40-50% van de droge massa van een plant bestaat uit koolstof
Aangezien koolstof het belangrijkste bestanddeel van plantaardig weefsel is, heeft het veruit de grootste impact op de groei. Waar we vaak denken aan NPK (stikstof, fosfor, kalium) als belangrijke voedingsstoffen voor plantengroei, maken ze slechts een klein deel uit van de plantmassa in vergelijking met koolstof. Een plant gebruikt 10 keer meer koolstof qua massa dan alle andere “macro-nutriënten” gecombineerd. Denk eens aan hoeveel energie mensen besteden aan het nadenken over bemesting – terwijl toegang tot koolstof eigenlijk de veel grotere impactfactor is.
In een beplante aquarium, stimuleert geïnjecteerd koolstofdioxide (CO2) niet alleen de groeisnelheid, maar ook de kwaliteit, en heeft het een hoge impact, ongeacht of je nu gebruik maakt van weinig of veel verlichting. In tegenstelling tot wat vaak wordt gedacht, heb je geen sterke verlichting nodig om te profiteren van CO2-injectie.
Aquatische plantenaanpassingen in de natuur
In de natuur zijn de meeste aquatische soorten moerasplanten die onderwater (ondergedompelde groei) of boven water (opkomende groei) kunnen overleven.

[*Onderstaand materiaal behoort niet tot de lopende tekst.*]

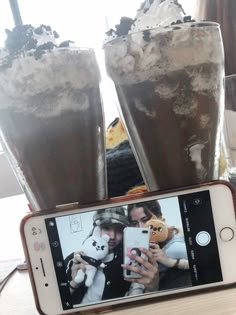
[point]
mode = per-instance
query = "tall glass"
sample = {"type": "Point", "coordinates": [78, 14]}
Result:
{"type": "Point", "coordinates": [52, 126]}
{"type": "Point", "coordinates": [230, 126]}
{"type": "Point", "coordinates": [170, 85]}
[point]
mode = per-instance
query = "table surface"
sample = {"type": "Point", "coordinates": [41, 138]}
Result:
{"type": "Point", "coordinates": [17, 299]}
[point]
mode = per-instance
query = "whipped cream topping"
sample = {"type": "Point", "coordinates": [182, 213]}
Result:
{"type": "Point", "coordinates": [145, 55]}
{"type": "Point", "coordinates": [38, 76]}
{"type": "Point", "coordinates": [157, 13]}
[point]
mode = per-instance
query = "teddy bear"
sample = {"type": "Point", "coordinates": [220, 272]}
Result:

Als ze de keuze hebben, geven planten er over het algemeen de voorkeur aan om boven de waterlijn te groeien omdat ze dan toegang hebben tot gaseuze CO2/O2. Omdat de gasdiffusie in water 10000 keer trager is dan in lucht, is het voor planten veel gemakkelijker om in lucht te “ademen”. Hun CO2/O2-behoeften worden dus veel gemakkelijker vervuld bij opkomende groei. Dit wordt geïllustreerd door hoe Anubias-soorten hoge grond zoeken door op rotsen te groeien.
Ondergedompelde versus opkomende groeivormen
Water is een uitdagende omgeving voor planten omdat de gasdiffusie in water veel trager is dan in lucht. Daarom hebben veel aquatische planten aanpassingen die betere gasuitwisseling mogelijk maken, zoals het veranderen van hun groeivormen (vaak drastisch).
Ondergedompelde bladeren zijn bijvoorbeeld vaak sterk verdeeld of gesplitst. Dit heeft als voordeel dat er een zeer groot oppervlak voor absorptie en fotosynthese ontstaat. Ondergedompelde vormen missen de externe beschermende weefsels die landplanten nodig hebben om waterverlies te beperken. De opperhuid (buitenste) lagen van aquatische planten vertonen doorgaans zeer weinig tekenen van cuticulavorming. Oppervlaktecellen kunnen water, voedingsstoffen en opgeloste gassen rechtstreeks uit het omringende water opnemen, terwijl het interne systeem van buizen (xyleem) dat normaal gesproken water van de wortels naar alle delen van de plant transporteert, vaak sterk verminderd is.
Als deze ondergedompelde vormen dus uit het water worden gehaald, zullen veel ervan snel verwelken. Dit komt doordat het normale transportsysteem van water slecht ontwikkeld is.